Furthermore prostitution always puts prostituted persons at an increased risk of violence. The article unduly and dangerously glamorizes purchasers of sex. But the truth is not all sex buyers are men looking to spoil a woman with expensive jewelry and treat her well. Sex buyers come from a variety of backgrounds and all walks of life. Just because a “tech nerd” can afford buying sex through does not guarantee he will treat the prostituted person better than a man who “can only afford” to buy sex from street corners. All prostituted persons face threats of rape, sexual assault, and murder. The article discusses the “private pages” sugar babies look to in order to seek and “give advice on how to alleviate the pain of bruises from overzealous spanking and what to do when ‘scammers’ refuse to pay.” They also discuss “what they carry to protect themselves (knives, box cutters, pepper spray).” If purchasers of sex were not violent, these pages would not exist and women would not feel the need to “protect themselves.”

Finally, undeniably, prostitution is a manifestation of economic and gender-based structural inequality. Yet, prostitution is so engrained and misrepresented in pop culture that people are desensitized by it. Men with adequate financial resources know they can “afford” any woman’s body they want for their own sexual pleasure. They don’t even think twice. Women’s bodies therefore, become just another commodity men—and wealthy men in particular—feel entitled to. Paying for sex is part of the male-desired lavish lifestyle—right alongside paying for fancy watches, sports cars, and all-inclusive trips.

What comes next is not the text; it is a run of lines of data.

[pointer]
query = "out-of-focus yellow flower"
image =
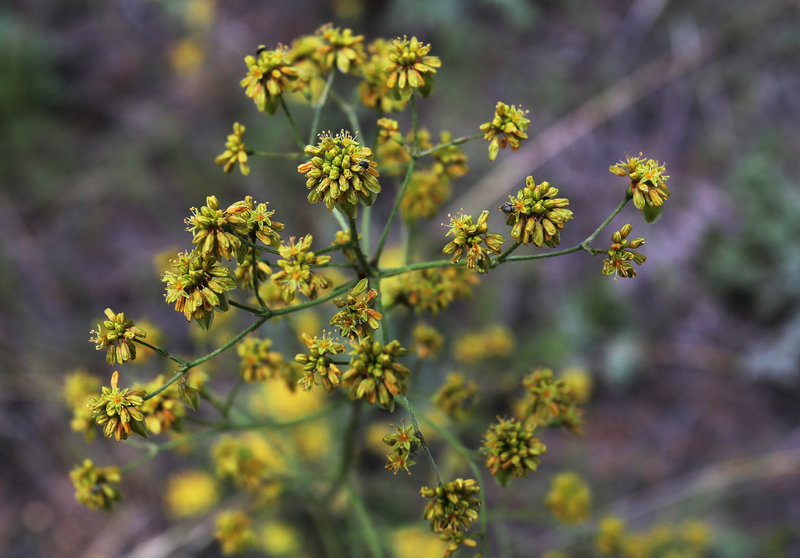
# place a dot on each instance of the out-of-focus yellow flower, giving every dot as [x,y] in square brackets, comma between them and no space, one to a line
[234,532]
[496,341]
[278,401]
[190,493]
[416,542]
[569,498]
[200,13]
[280,539]
[579,383]
[373,437]
[313,440]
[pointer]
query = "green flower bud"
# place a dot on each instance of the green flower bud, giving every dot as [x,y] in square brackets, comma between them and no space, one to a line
[116,335]
[507,128]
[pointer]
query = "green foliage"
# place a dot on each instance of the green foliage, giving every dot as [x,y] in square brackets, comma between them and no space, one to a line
[230,269]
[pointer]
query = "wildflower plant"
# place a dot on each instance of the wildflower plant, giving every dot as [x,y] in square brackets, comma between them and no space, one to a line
[238,261]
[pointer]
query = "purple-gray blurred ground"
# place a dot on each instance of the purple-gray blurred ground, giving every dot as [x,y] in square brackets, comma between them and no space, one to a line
[108,132]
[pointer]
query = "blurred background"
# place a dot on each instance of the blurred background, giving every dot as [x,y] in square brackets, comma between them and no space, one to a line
[111,114]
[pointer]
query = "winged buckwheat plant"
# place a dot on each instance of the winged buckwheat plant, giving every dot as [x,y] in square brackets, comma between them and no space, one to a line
[240,259]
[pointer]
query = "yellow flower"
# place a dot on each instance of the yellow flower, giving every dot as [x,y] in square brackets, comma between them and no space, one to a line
[569,498]
[190,493]
[280,539]
[416,542]
[277,400]
[235,151]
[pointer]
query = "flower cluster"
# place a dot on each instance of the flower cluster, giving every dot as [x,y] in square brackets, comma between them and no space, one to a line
[235,151]
[163,412]
[234,532]
[318,361]
[92,485]
[507,127]
[648,181]
[410,67]
[259,220]
[257,362]
[341,173]
[270,73]
[549,401]
[119,411]
[197,285]
[296,273]
[116,335]
[190,493]
[511,450]
[356,319]
[467,239]
[621,253]
[452,508]
[339,48]
[216,232]
[375,374]
[244,272]
[404,442]
[433,290]
[455,397]
[689,539]
[373,90]
[536,214]
[569,498]
[247,460]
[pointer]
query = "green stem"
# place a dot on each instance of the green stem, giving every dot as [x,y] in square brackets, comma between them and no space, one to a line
[409,242]
[384,321]
[288,114]
[502,257]
[293,155]
[589,239]
[255,281]
[414,154]
[226,407]
[323,526]
[395,208]
[331,248]
[368,529]
[348,447]
[245,307]
[347,109]
[366,219]
[319,106]
[456,141]
[331,295]
[572,249]
[247,242]
[189,365]
[403,400]
[389,272]
[362,260]
[162,352]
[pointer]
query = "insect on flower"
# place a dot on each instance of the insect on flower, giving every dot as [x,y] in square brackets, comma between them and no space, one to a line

Prostitution is not and can never be glamorous. Regardless of what name it is given, how a woman spends prostitution earnings, or where a purchaser finds her, prostitution is always the same in three aspects: it is always exploitive, it always increases the risk of violence against women, and it is always a form of economic and gender-based structural inequality. Glamorizing prostitution in mass-marketed articles like this is a dangerous disservice to young women because it masks the destructive nature of prostitution. Calling prostitution “sugaring” is nothing more than “sugar-coating” a dangerous and heinous crime that always victimizes a vulnerable person.